Aineko Dream: code generation with ChatGPT
We built an app called Aineko Dream to test-drive Aineko's ability to enable generative AI features. Aineko Dream uses the OpenAI API and the Aineko docs to generate template code for an Aineko pipeline based on a prompt. The pipeline automatically checks the LLM response to ensure it passes some tests and either generates a prompt to fix the errors or passes the response back to the user.
This app demonstrates how you can rapidly prototype features that use foundation models by leveraging Aineko features, such as REST client connectors, stateful feedback loops, and API endpoints. Real-time QA allows us to ensure the quality of LLM responses while maintaining an interactive experience for users.
Give it a try using the Aineko Dream bot in our Slack. Or checkout the code on GitHub.
What will you dream up with Aineko?
Aineko Dream in Action
Featured Unlocks
Tell a Story with Your Data - With Aineko, you retain all critical information with the context to help you tell a story in real-time and retroactively.
Aineko made it simple to introduce a feedback loop for real-time QA for ChatGPT responses. We keep track of response evaluation results and submit new prompts to ChatGPT to fix the errors, without any human intervention. Additionally, since we are tracking all prompts, responses, and their evaluation results, we generate a rich dataset of our app’s performance which we can use to track and improve performance.

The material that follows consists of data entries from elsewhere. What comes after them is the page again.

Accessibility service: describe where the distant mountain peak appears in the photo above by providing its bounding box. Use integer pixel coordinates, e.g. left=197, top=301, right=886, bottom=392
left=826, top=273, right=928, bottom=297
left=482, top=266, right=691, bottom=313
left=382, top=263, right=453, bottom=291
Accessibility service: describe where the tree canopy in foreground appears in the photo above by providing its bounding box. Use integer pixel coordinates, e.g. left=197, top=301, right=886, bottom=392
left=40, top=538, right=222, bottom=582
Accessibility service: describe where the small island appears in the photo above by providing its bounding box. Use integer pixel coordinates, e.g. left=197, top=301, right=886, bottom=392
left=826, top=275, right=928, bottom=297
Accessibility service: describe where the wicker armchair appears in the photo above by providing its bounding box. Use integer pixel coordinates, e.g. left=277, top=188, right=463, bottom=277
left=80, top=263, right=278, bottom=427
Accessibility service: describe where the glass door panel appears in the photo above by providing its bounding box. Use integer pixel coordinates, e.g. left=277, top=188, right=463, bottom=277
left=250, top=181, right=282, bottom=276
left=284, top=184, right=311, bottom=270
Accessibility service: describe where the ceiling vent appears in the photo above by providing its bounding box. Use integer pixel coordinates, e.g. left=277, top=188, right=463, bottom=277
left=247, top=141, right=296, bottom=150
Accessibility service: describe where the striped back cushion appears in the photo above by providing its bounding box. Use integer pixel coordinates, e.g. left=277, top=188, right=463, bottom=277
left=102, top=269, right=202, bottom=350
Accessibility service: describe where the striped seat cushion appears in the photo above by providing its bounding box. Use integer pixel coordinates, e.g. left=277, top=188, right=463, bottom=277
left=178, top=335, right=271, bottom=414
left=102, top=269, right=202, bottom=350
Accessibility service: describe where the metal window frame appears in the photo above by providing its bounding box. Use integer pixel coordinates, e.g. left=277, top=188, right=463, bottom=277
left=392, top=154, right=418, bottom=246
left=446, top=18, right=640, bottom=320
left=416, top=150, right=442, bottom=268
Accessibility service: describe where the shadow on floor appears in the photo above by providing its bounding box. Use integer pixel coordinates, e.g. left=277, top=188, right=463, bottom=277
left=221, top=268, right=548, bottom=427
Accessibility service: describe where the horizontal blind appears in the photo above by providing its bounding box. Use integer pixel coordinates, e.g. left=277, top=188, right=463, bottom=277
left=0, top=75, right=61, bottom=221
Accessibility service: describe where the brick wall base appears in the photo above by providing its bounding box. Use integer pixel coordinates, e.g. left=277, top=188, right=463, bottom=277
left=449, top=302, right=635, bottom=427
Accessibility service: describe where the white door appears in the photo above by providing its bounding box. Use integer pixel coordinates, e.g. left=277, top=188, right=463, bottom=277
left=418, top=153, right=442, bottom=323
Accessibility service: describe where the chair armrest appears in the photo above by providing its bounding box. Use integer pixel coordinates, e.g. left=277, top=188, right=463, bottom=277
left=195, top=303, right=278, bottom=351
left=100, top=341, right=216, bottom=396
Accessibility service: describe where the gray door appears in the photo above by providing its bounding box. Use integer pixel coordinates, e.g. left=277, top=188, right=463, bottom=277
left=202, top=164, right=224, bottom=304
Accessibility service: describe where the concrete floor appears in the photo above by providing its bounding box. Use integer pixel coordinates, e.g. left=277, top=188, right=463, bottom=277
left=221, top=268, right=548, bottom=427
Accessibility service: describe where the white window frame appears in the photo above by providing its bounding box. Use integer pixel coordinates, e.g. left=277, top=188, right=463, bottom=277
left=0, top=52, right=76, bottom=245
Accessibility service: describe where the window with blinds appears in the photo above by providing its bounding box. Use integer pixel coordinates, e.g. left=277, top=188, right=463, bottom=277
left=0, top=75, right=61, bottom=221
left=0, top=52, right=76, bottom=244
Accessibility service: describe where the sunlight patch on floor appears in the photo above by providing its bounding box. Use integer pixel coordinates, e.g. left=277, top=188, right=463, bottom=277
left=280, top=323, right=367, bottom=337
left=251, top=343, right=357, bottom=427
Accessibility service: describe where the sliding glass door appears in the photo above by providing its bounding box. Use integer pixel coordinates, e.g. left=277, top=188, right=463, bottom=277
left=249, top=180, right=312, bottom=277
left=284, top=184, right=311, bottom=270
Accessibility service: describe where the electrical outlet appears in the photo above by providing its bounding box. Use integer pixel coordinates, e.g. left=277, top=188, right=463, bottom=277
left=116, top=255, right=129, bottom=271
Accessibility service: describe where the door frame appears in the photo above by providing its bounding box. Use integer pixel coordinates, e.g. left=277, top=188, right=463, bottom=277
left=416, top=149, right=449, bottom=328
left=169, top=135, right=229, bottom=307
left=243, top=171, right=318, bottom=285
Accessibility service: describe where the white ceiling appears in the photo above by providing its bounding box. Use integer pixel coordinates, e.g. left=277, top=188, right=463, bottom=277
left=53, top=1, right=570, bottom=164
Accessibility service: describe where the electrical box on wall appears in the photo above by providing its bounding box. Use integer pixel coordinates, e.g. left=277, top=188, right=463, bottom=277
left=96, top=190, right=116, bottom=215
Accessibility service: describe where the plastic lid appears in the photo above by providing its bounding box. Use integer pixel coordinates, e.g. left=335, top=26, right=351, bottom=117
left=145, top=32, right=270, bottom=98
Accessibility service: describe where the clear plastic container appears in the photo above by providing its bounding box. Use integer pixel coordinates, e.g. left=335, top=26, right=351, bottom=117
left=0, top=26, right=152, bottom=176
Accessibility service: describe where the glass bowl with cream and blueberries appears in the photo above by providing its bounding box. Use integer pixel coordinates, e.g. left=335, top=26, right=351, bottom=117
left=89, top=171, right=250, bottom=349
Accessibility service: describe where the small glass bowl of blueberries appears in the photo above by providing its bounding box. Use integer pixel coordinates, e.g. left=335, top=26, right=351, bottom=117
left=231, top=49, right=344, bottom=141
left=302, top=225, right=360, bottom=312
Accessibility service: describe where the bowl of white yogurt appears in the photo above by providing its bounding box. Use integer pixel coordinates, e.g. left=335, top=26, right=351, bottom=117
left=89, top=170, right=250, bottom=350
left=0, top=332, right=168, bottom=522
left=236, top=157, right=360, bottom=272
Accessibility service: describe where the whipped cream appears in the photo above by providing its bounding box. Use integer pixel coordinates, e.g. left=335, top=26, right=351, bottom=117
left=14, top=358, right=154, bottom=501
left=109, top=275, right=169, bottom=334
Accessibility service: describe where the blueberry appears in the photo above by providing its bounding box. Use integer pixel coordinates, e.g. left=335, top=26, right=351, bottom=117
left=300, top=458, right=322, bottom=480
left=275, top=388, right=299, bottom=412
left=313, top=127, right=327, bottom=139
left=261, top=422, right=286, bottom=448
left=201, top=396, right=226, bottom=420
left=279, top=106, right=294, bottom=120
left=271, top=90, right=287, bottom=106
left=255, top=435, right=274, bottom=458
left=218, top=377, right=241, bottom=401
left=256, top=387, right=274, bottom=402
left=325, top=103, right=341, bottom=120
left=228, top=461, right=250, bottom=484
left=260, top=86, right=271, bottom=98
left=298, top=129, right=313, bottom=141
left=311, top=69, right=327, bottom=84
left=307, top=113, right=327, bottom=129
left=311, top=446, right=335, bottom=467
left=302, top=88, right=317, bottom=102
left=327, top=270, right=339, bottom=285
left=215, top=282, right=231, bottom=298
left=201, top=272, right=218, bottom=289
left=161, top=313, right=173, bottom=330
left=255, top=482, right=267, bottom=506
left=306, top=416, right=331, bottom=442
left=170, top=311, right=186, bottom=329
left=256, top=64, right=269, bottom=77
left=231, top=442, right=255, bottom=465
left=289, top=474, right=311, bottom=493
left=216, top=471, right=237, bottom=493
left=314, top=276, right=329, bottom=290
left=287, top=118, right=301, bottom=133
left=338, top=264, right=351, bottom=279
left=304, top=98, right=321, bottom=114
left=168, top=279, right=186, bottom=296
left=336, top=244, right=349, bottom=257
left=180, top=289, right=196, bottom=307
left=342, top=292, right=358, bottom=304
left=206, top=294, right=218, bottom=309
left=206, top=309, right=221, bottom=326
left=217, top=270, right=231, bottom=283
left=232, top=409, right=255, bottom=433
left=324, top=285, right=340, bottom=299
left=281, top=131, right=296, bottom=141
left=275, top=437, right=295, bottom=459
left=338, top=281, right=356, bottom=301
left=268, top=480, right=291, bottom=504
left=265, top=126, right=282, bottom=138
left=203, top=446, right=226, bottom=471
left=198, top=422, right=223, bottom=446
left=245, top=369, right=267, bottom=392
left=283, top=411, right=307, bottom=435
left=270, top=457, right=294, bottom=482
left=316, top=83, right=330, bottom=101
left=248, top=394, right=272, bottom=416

Move Fast, Break Nothing - By representing our use case as an Aineko pipeline, it was clear how we could swap building blocks in and out with ease.
Aineko made it easy to try out new foundation models. Once the pipeline was constructed with GPT-3 it was trivial to use GPT-4. Later, we built a second connector node for the Cohere API and used it as a drop-replacement for OpenAI. We were able to run all three models with standalone pipelines, each with its own unique API endpoint. We can use the various endpoints to route traffic for different users or use one for production and the others for development.
Tech overview
With the Aineko framework in mind, we broke the problem down into a few key steps:
- Fetch GitHub events
- Update documentation used for prompt
- Retrieve prompt from user
- Prompt engineering
- Query an LLM
- Evaluate result
- Return to step 4, or return LLM response to user
We used the following libraries and APIs to build our app.
FastAPI & Uvicorn: used to run an API server on Aineko and configure endpoints used by the application.
PyGitHub: used as a client to interact with GitHub to fetch relevant documents.
OpenAI & Cohere: used to run inference using their LLMs.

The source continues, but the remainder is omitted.